100 Yards Featured, Reviews Film Threat
Sep 18, 2023
TORONTO INTERNATIONAL FILM FESTIVAL 2023 REVIEW! Brothers and co-directors Xu Haofeng and Xu Junfeng’s 100 Yards begins in the way any serious martial arts movie should, with a duel. But, rather cleverly, the fight is utilized to foreshadow every aspect of the film’s personality. In a nod to the wuxia classics, it’s a showdown between estranged hero and villainous apprentice, overseen by an aged master. But it is also realized with an ethereal falling snow aesthetic and offers an amuse-bouche of tantalizing kung fu. It even has unexpected repartee.
100 Yards tells the story of An (Jacky Heung), the wayward son of an aging kung fu master. When the grandmaster suddenly dies, his academy, the Tianjin Kung Fu School, is bequeathed to the school’s top student, Qi Quan (Andy On). Determined to show that he is the true heir of both the academy and his father’s martial lineage, An sets out to showcase his skill to the academy’s elders.
From its very first frame, the film is riveting. The sets are sumptuously colored and extraordinarily intricate, often featuring dozens of people and objects, all moving and interacting with a kind of dreamlike realism. Adding to this effect is the tremendous costume work, which infuses each character with personality and an idealized coolness. Interestingly, the Xu brothers use this visual “coolness” to flick seamlessly between various genres, from wuxia to western to noir.
“Determined to show that he is the true heir of both the academy and his father’s martial lineage…”
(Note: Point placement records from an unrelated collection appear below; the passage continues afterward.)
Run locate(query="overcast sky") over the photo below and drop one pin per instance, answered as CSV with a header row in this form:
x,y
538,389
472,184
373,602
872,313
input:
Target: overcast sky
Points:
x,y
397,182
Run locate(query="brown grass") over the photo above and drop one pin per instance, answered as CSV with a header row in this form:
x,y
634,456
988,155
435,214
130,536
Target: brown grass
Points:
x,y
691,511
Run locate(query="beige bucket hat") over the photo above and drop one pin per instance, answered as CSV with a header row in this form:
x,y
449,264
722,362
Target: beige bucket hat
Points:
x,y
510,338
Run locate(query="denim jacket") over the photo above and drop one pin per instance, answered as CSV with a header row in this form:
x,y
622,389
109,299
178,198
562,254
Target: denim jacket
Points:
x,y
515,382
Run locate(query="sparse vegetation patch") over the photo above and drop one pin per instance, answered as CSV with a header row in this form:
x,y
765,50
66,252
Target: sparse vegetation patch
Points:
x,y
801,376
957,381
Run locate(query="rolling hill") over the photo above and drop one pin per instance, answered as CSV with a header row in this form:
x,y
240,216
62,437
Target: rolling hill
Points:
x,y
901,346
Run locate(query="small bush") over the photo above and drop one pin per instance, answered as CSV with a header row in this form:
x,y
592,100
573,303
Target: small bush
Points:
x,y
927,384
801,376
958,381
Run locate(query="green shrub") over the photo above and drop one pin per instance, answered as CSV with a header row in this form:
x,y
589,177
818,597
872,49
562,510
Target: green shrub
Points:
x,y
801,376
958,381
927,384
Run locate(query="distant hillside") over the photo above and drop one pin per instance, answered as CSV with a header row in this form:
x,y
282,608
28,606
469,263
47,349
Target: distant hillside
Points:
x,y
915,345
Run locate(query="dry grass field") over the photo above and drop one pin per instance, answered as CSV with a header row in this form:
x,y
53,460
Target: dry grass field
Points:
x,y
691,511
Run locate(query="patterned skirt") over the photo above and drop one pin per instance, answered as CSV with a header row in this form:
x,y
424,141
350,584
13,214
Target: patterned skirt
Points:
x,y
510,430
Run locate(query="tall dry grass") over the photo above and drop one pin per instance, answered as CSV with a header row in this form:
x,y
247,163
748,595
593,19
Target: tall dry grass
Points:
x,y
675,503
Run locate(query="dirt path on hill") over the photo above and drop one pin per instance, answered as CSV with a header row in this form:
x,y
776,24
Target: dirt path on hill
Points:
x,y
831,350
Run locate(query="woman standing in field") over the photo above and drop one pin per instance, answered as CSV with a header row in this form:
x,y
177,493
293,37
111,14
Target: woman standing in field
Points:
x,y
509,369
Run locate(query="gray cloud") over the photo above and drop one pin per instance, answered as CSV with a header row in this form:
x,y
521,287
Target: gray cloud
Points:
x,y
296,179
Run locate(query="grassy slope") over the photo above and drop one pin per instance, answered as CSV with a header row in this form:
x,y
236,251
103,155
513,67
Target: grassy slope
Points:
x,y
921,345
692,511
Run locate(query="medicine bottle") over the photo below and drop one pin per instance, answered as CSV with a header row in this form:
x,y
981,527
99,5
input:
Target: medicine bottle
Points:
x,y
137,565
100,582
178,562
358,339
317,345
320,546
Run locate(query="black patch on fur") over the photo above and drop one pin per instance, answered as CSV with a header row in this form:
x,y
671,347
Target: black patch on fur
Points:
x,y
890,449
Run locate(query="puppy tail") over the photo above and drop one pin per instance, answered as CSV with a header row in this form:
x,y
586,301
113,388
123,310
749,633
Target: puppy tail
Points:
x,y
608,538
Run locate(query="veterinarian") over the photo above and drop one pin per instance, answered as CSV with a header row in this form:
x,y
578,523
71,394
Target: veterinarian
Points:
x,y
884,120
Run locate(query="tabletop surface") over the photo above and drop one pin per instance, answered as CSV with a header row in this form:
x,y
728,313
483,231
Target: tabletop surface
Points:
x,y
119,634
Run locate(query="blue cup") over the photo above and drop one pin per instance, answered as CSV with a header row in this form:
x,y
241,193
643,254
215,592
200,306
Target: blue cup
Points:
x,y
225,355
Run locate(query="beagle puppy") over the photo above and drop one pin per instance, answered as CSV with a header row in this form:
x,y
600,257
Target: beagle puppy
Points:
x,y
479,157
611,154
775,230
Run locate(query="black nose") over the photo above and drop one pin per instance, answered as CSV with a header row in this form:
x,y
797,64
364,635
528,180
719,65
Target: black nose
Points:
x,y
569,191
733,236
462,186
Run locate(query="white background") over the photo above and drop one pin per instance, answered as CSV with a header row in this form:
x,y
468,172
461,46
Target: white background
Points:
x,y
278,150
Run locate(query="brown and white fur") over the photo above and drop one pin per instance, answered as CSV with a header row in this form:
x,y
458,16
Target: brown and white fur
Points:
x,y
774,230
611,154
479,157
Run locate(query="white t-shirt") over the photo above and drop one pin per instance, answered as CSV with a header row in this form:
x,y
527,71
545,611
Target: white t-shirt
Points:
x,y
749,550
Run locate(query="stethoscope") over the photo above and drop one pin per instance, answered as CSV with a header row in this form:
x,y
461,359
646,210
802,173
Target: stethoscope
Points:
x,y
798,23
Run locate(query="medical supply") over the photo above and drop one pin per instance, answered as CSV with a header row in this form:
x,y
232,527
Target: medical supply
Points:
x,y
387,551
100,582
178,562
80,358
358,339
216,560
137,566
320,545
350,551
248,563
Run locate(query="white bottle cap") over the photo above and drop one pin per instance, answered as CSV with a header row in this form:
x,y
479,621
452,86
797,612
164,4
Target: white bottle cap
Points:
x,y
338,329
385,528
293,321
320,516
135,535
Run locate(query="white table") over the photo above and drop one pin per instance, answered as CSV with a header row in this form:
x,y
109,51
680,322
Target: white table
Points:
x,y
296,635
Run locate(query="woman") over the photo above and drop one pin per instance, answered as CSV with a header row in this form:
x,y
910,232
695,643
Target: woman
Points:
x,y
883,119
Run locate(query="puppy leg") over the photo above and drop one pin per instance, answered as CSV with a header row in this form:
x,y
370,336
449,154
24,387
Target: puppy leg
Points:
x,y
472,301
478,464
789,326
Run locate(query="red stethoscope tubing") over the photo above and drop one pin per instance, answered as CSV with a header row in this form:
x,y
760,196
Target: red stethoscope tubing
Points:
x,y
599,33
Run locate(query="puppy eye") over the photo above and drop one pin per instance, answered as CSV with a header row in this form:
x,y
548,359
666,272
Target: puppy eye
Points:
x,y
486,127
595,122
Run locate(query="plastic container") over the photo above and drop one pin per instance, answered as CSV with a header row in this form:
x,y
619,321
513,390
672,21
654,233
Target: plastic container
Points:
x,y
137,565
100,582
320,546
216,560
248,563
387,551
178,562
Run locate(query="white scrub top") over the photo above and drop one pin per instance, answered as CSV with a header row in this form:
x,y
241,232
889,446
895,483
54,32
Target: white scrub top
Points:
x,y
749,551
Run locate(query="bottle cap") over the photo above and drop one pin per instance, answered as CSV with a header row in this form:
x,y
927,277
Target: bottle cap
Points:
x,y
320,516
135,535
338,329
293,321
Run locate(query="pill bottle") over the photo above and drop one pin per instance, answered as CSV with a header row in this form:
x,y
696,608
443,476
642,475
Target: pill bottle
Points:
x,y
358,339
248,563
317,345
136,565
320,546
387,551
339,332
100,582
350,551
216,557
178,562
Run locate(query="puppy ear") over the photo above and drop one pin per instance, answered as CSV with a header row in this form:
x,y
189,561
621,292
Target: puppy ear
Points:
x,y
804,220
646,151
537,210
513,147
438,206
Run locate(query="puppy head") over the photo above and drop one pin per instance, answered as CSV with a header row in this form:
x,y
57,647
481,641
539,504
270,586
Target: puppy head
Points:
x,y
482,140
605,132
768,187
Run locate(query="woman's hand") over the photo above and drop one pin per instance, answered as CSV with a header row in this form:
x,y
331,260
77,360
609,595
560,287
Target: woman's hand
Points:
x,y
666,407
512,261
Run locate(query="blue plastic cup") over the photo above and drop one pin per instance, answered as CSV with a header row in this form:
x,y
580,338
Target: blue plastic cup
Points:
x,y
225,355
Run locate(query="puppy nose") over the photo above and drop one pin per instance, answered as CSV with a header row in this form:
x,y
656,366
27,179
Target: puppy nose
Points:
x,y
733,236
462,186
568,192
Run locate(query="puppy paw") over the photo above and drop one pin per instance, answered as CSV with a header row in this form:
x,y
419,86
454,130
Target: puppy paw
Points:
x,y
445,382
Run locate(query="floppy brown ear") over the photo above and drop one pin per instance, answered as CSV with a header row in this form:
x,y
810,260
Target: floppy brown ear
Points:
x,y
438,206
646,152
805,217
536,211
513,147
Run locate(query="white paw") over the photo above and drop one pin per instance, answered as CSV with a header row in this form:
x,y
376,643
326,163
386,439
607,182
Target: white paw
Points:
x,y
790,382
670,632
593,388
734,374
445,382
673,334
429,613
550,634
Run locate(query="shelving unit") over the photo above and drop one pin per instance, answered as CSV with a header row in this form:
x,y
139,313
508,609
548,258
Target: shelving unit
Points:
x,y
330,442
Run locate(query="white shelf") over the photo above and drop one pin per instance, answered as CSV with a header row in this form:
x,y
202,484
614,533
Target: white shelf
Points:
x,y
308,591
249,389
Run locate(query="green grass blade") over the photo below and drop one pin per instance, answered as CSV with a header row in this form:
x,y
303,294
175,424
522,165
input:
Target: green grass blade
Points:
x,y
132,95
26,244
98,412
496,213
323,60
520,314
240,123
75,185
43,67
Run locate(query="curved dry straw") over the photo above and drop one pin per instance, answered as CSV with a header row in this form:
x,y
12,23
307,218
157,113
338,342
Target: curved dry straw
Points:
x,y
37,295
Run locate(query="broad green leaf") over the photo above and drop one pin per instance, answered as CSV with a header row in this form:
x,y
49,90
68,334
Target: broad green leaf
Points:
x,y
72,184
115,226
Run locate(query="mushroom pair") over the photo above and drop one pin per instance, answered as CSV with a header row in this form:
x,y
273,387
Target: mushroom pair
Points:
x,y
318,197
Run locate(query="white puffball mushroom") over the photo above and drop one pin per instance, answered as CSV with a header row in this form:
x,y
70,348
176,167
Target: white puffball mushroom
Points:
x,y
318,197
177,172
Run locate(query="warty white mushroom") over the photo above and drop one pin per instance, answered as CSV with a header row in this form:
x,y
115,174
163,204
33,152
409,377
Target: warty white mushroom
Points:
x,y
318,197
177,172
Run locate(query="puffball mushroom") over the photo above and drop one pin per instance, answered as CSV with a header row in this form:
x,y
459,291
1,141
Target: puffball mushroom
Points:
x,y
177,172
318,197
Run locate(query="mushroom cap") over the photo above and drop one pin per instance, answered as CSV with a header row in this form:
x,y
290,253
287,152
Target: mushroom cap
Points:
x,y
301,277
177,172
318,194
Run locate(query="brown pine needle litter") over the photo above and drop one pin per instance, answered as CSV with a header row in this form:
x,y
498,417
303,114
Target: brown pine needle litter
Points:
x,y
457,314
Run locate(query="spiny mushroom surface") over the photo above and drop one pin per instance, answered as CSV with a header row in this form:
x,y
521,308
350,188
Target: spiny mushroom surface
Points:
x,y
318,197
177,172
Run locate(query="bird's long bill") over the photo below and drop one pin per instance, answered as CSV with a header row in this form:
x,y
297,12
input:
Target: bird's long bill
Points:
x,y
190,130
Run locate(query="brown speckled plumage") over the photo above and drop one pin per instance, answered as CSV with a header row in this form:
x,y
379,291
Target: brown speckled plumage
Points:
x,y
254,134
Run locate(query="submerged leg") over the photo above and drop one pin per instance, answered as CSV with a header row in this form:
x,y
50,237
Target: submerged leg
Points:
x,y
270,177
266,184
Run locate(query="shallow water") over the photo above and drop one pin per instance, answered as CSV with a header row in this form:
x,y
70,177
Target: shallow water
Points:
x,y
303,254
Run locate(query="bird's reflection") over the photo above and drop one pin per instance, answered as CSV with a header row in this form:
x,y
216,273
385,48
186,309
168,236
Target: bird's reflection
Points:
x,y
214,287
Shao Dan’s cinematography further underscores the film’s visual identity. Throughout, the camera moves in a remarkably unrestrained way, exploring the sets like a bird in flight. During fight scenes, the camera becomes a sort of dance partner that revolves around the combatants, offering an intimate glimpse into every strike and action. And the film features dozens of immaculately choreographed and viscerally rendered battles. Heung and On are brutal and elegant, the fluidity of their pairing coming from years of training together. But the Xu brothers, seemingly displeased with adequacy, constantly intensify the complexity of the fights. Combined with its sheer beauty, these scenes become a banquet of classical aestheticism.
However, being a wuxia martial arts film, 100 Yards often over-relies on aged narrative beats. For a movie that aspires to expand kung fu cinema to the international market, some moments can seem nearly incoherent. While not poorly plotted by any means, the story is simply stretched too thin. And yet, this is the most nominal of criticisms, especially to those with knowledge of the genre.
100 Yards is undeniably excellent. Even more, it extends the legacy of the Bruce Lees, the Jackie Chans, and the Donnie Yens, all with sophistication, wit, and an enormous amount of style. Xu Haofeng and Xu Junfeng have composed a remarkably modern martial arts film. All at once, it pays homage to the past, faces the future, and revels in its own confident style.
100 Yards screened at the 2023 Toronto International Film Festival.